# steel containers



## DodgeBlizzard (Nov 7, 2003)

I've been bouncing back and forth on what to do for storing bulk salt for the first time. I wasn't sure if I wanted mafia blocks or a new to me idea of a steel container after reading about it on here. After talking to my plow dealer yesterday, I learned they actually have the 40' steel containers. $ 100 / month and $ 100 to deliver. I asked about purchasing after six months and he said he would give me 80 % of the rental price towards the purchase price of $ 2500. So I figure renting it for six months, I would then spend $ 2,000 and it could be mine. And lets' not forget how I will be having a 40' billboard when I advertise on the side of the container. So will I be getting a decent deal with these numbers?


----------



## MIDTOWNPC (Feb 17, 2007)

that is a great deal for a 40 footer. I paid $1800 for a 20 footer.


----------



## DodgeBlizzard (Nov 7, 2003)

any tricks to getting it loaded nice and full?


----------



## Brian Young (Aug 13, 2005)

We just rented one last week. Thats a good price, our 20ft container was 65/month and 100 to deliver. If it all works out this year I'm going to buy one for next season. I found new ones for 1800.00 (20ft) but the shipping was a killer at 650.00. As far as loading them, just keep piling with a skid steer. I guess they will hold around 22-26 tons. I'm going to make a ramp for mine so I dont bounce getting in and out and loosing half a bucket of salt each time.


----------



## mws399LAWN (Oct 26, 2009)

you should be able to buy a 40 - 53' for about 1700$ i just got a 20' for 1250.00, the 20 hold just under 40 tons


----------



## RhinoL&L (Jan 2, 2007)

mws399LAWN;1090094 said:


> you should be able to buy a 40 - 53' for about 1700$ i just got a 20' for 1250.00, the 20 hold just under 40 tons


Where did you find a 20ft for that price!


----------



## Mick76 (Aug 2, 2009)

Brian Young;1090058 said:


> We just rented one last week. Thats a good price, our 20ft container was 65/month and 100 to deliver. If it all works out this year I'm going to buy one for next season. I found new ones for 1800.00 (20ft) but the shipping was a killer at 650.00. As far as loading them, just keep piling with a skid steer. I guess they will hold around 22-26 tons. I'm going to make a ramp for mine so I dont bounce getting in and out and loosing half a bucket of salt each time.


Brian,
Did you tell them you were putting salt in it?


----------



## Brian Young (Aug 13, 2005)

Mick76;1090126 said:


> Brian,
> Did you tell them you were putting salt in it?

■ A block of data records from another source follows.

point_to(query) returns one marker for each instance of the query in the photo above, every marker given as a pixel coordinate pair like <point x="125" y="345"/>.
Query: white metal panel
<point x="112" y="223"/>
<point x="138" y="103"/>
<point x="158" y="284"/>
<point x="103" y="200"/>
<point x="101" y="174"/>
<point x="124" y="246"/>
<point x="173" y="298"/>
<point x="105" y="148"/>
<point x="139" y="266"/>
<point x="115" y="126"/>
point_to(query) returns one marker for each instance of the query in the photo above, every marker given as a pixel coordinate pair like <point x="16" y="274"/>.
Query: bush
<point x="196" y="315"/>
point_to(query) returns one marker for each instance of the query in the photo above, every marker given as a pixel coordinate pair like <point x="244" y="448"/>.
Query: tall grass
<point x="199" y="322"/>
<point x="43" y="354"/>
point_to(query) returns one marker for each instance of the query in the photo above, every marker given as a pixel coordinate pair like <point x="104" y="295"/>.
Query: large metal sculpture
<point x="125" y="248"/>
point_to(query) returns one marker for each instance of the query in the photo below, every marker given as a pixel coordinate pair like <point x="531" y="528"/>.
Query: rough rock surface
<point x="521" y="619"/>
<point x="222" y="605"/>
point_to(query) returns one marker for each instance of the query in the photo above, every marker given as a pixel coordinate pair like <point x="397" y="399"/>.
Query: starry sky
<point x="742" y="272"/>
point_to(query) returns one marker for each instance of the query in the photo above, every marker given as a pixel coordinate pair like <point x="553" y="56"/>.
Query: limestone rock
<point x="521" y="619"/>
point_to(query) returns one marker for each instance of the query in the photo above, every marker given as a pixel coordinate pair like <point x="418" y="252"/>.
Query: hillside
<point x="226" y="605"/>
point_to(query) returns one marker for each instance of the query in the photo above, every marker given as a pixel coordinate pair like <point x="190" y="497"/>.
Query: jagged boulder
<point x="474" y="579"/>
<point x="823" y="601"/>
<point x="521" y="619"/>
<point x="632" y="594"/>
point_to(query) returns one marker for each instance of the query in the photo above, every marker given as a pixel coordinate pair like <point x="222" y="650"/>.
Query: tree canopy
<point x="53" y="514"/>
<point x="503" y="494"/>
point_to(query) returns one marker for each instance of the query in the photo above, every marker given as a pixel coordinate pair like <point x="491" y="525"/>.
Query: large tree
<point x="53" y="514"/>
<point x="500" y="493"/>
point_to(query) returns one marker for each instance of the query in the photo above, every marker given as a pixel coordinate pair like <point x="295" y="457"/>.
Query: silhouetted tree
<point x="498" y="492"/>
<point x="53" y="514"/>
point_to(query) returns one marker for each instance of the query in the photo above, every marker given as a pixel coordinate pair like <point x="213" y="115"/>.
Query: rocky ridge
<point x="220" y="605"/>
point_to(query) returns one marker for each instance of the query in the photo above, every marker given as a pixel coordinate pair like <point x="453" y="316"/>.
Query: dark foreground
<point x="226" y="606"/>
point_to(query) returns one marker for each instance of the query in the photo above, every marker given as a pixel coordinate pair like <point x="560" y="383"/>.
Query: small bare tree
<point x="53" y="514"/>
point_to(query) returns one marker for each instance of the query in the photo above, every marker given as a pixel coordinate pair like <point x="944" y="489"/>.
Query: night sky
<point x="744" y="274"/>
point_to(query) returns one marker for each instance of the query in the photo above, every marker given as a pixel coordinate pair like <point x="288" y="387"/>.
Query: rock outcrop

Yes, I made sure they knew what I was using it for. All he said "yeah ok" so I guess I'm good to go. I'll just buy it if it becomes a problem, its just moving it around that becomes expensive. But I have a place to put it if I need to, then I have another storage area.


----------



## Brian Young (Aug 13, 2005)

mws399LAWN;1090094 said:


> you should be able to buy a 40 - 53' for about 1700$ i just got a 20' for 1250.00, the 20 hold just under 40 tons


The 20 footer's hold that much? Thats good to know! I thought 25 or so.


----------



## Mick76 (Aug 2, 2009)

I fit 32 ton in mine but had to put boards in the front to keep the salt from slipping down towards the doors. I couldn't imagine trying to fit another 8 tons!


----------



## ryde307 (Dec 3, 2009)

Check auction sites. Ritchie Brothers auctions has containers always 800-2000 depends on time of year and how big of an auction it is. There are equipment moving companies there you can get quotes from on moviing them. Pretty decent prices.


----------



## erkoehler (Sep 25, 2008)

Craigslist in Chicago always has a couple. 1200-1800 depending on size.


----------



## viper881 (Jan 14, 2009)

I found a few used 40's for $1800 but the delivery is what can kill the good price.


----------



## mws399LAWN (Oct 26, 2009)

a 20' can be moved on a flatbed tow truck mine was from chicago about 57 miles away cost 120$ to move and they just tilted it off the bed


----------



## dquint (Oct 18, 2010)

Are you guys talking a steel container like a dumpster or a coverd shipping container>


----------



## grassmaster06 (Nov 30, 2008)

i paid 1200 delivered for my 20 ft container .i bought it used from a shipping company ,and in great shape


----------



## DodgeBlizzard (Nov 7, 2003)

I don't know about the other guys, but I'm talking about a shipping container. Totally enclosed. So do you guys suggest spraying down the inside of the container with anything before it's loaded up with salt? And do you guys leave your salt in year round?


----------



## Brian Young (Aug 13, 2005)

DodgeBlizzard;1095085 said:


> I don't know about the other guys, but I'm talking about a shipping container. Totally enclosed. So do you guys suggest spraying down the inside of the container with anything before it's loaded up with salt? And do you guys leave your salt in year round?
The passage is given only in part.